Sumbawa Besar, SakaNTB.com| 25 November 2025— Pemerintah Daerah Kabupaten Sumbawa semakin memantapkan langkah untuk meningkatkan predikat Kabupaten Layak Anak (KLA). Salah satu fokus utama yang kini diperkuat adalah pembenahan kualitas dokumentasi program, yang selama ini menjadi kendala utama dalam penilaian pemerintah pusat.
Sekretaris Daerah (Sekda) Sumbawa, Dr. Budi Prasetiyo, menegaskan pentingnya dokumentasi sebagai bukti konkret pelaksanaan program. Ia menyebut, sejumlah kegiatan sudah berjalan baik di lapangan, namun tidak tercatat secara rapi sehingga menghambat peningkatan grade dari Pratama menuju Madya maupun Utama.
“Persoalan peningkatan grade bukan hanya pelaksanaan program, tetapi bagaimana semua kegiatan terdokumentasi dengan baik.
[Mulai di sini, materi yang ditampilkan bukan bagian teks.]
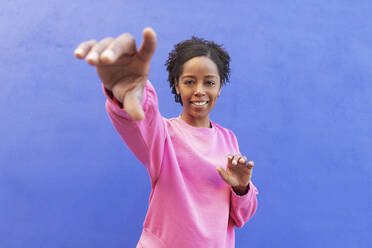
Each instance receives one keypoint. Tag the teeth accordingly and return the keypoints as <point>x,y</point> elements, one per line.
<point>199,103</point>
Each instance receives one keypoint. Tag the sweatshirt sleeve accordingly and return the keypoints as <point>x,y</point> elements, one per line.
<point>145,138</point>
<point>242,207</point>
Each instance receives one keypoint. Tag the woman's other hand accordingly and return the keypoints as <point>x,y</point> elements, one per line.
<point>121,67</point>
<point>238,173</point>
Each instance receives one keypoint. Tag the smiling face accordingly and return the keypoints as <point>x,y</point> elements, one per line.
<point>199,86</point>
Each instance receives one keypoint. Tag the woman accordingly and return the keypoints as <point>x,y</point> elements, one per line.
<point>197,196</point>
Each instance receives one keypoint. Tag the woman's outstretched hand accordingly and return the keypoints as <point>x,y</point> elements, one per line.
<point>121,67</point>
<point>238,173</point>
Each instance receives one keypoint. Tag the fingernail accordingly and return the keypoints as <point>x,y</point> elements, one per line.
<point>109,54</point>
<point>79,51</point>
<point>92,56</point>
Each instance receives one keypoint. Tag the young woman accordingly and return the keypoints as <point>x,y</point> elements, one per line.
<point>201,184</point>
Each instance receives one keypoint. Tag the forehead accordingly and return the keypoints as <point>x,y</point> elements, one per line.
<point>200,65</point>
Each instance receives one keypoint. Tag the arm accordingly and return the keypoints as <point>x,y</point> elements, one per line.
<point>243,207</point>
<point>132,103</point>
<point>145,138</point>
<point>243,200</point>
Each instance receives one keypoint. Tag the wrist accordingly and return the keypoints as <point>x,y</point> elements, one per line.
<point>241,190</point>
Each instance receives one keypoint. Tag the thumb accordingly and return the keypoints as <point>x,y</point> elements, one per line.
<point>132,105</point>
<point>223,174</point>
<point>148,45</point>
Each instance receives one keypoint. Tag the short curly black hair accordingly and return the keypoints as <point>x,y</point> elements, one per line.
<point>195,47</point>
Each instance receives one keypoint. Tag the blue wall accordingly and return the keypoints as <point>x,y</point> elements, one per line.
<point>299,102</point>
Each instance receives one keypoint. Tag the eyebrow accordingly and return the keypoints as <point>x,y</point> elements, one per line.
<point>191,76</point>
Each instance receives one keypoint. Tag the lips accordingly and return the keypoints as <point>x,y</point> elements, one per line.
<point>199,103</point>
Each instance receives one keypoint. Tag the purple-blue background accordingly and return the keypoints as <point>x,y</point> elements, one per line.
<point>299,102</point>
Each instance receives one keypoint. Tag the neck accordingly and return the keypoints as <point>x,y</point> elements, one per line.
<point>204,122</point>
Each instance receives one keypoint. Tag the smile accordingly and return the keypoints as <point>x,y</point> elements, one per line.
<point>199,103</point>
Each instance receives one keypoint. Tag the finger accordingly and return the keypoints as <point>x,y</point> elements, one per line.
<point>235,159</point>
<point>148,45</point>
<point>133,106</point>
<point>243,160</point>
<point>250,164</point>
<point>123,45</point>
<point>94,53</point>
<point>83,49</point>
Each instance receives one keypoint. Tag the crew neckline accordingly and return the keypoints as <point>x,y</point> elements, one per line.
<point>198,130</point>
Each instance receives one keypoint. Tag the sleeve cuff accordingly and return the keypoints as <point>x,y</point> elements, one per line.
<point>117,107</point>
<point>252,192</point>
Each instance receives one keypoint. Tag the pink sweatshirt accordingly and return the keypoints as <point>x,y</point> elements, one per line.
<point>190,205</point>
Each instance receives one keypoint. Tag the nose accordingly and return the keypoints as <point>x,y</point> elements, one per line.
<point>199,90</point>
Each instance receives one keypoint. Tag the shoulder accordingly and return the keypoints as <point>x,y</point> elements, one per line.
<point>223,130</point>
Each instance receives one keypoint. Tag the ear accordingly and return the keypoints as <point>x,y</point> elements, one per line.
<point>177,88</point>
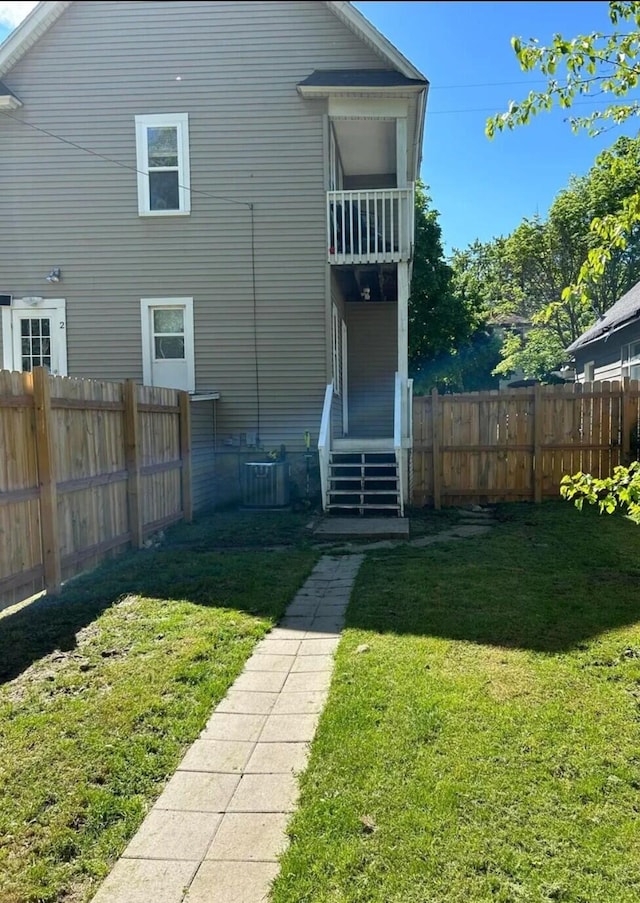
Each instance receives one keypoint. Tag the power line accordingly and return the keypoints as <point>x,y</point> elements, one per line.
<point>88,150</point>
<point>578,103</point>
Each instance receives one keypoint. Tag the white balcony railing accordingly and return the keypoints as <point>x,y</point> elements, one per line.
<point>372,226</point>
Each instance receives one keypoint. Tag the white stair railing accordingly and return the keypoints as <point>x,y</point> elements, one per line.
<point>397,440</point>
<point>324,445</point>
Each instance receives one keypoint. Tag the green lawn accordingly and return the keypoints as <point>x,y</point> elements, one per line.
<point>486,747</point>
<point>102,690</point>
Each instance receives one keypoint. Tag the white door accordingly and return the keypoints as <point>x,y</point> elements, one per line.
<point>34,335</point>
<point>167,335</point>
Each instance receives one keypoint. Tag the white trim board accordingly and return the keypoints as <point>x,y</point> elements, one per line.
<point>39,305</point>
<point>146,304</point>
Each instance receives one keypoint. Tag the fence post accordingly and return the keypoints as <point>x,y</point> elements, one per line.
<point>47,481</point>
<point>437,463</point>
<point>132,460</point>
<point>185,455</point>
<point>538,414</point>
<point>627,409</point>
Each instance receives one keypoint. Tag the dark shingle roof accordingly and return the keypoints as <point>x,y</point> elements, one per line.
<point>359,78</point>
<point>623,311</point>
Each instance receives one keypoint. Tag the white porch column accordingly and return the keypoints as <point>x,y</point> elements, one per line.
<point>403,366</point>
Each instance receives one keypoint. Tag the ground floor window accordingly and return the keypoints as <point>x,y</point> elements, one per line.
<point>34,334</point>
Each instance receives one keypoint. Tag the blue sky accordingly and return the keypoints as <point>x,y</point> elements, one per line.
<point>481,188</point>
<point>484,188</point>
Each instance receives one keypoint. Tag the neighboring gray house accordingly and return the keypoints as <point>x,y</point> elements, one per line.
<point>218,196</point>
<point>610,349</point>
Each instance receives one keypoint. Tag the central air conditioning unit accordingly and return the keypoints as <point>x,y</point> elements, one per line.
<point>265,485</point>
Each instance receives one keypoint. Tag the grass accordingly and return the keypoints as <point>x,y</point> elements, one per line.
<point>486,745</point>
<point>103,689</point>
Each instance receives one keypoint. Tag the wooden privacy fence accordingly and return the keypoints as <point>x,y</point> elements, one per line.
<point>86,468</point>
<point>516,444</point>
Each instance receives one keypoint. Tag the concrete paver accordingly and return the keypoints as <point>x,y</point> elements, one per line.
<point>300,703</point>
<point>259,662</point>
<point>312,663</point>
<point>278,758</point>
<point>232,882</point>
<point>223,726</point>
<point>130,880</point>
<point>246,703</point>
<point>309,681</point>
<point>290,728</point>
<point>217,829</point>
<point>219,825</point>
<point>250,836</point>
<point>277,647</point>
<point>265,793</point>
<point>164,834</point>
<point>315,646</point>
<point>258,682</point>
<point>222,756</point>
<point>198,791</point>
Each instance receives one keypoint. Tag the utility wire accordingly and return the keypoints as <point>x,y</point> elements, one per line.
<point>88,150</point>
<point>249,205</point>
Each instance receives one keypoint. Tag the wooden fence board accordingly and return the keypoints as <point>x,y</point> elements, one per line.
<point>67,468</point>
<point>518,444</point>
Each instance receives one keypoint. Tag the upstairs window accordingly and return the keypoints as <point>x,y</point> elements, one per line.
<point>162,146</point>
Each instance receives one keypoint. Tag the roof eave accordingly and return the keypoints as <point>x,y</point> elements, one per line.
<point>331,90</point>
<point>9,102</point>
<point>368,33</point>
<point>29,31</point>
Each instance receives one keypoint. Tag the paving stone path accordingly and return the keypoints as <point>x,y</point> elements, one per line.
<point>215,833</point>
<point>219,826</point>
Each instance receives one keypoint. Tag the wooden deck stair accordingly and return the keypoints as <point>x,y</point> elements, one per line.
<point>363,478</point>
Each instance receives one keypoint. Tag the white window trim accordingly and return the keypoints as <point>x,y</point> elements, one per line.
<point>145,318</point>
<point>58,305</point>
<point>157,120</point>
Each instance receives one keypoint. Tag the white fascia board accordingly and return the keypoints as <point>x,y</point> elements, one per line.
<point>368,33</point>
<point>29,31</point>
<point>350,91</point>
<point>9,102</point>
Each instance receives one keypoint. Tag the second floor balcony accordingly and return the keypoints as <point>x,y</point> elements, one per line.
<point>370,225</point>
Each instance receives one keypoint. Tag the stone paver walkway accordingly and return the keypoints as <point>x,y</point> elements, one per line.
<point>215,833</point>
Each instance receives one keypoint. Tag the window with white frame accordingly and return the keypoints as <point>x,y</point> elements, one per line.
<point>335,349</point>
<point>164,181</point>
<point>168,343</point>
<point>630,360</point>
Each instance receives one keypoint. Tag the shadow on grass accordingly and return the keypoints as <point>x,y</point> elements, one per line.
<point>547,579</point>
<point>253,582</point>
Banyak upaya sudah dilakukan, tetapi tidak terdokumentasi dengan rapi,” jelasnya dalam kegiatan evaluasi KLA, Selasa (25/11).
Menurut Budi, dokumentasi yang baik bukan sekadar kebutuhan administratif, tetapi menjadi bagian penting dalam memastikan setiap program benar-benar memberi dampak bagi anak-anak Sumbawa.
Ia menegaskan bahwa KLA bukan hanya predikat, melainkan komitmen untuk mewujudkan lingkungan yang aman, nyaman, dan mendukung tumbuh kembang anak.
“Kabupaten Layak Anak bukan soal label, melainkan bagaimana anak-anak nyaman tinggal di Sumbawa,” tegasnya.
Fokus pada Pencegahan Kekerasan Anak
Selain pembenahan administratif, Pemkab Sumbawa juga memberi perhatian besar pada penanganan kekerasan terhadap anak. Melalui kolaborasi lintas sektor, pemerintah daerah berupaya menekan angka kekerasan di sekolah maupun lingkungan masyarakat.
Sekda meminta OPD terkait, khususnya yang menangani Pemberdayaan Perempuan dan Perlindungan Anak (PPA), untuk lebih aktif melakukan edukasi dan pemantauan, termasuk mengawasi penggunaan media sosial di kalangan anak.
Upaya ini turut diperkuat dengan penerapan pendidikan karakter melalui Peraturan Bupati Nomor 33, serta dukungan tokoh agama dan tokoh masyarakat sebagai bagian dari gerakan bersama menciptakan ekosistem yang aman bagi anak.
Dokumentasi sebagai Pilar Efektivitas Program
Budi menambahkan, penataan dokumentasi yang baik akan meningkatkan efektivitas pelaksanaan seluruh program perlindungan anak.
“Kalau semua sudah—mulai dari regulasi, sistem, hingga prosedur—harus tercatat dengan baik agar program terasa nyata bagi anak-anak,” ujarnya.
Dengan dokumentasi yang tertata rapi dan terstruktur, Pemkab Sumbawa optimis proses peningkatan grade KLA dapat berjalan lebih lancar. Upaya ini juga diharapkan menjadi bagian penting dalam menciptakan lingkungan yang mendukung terbentuknya generasi emas Sumbawa di masa depan.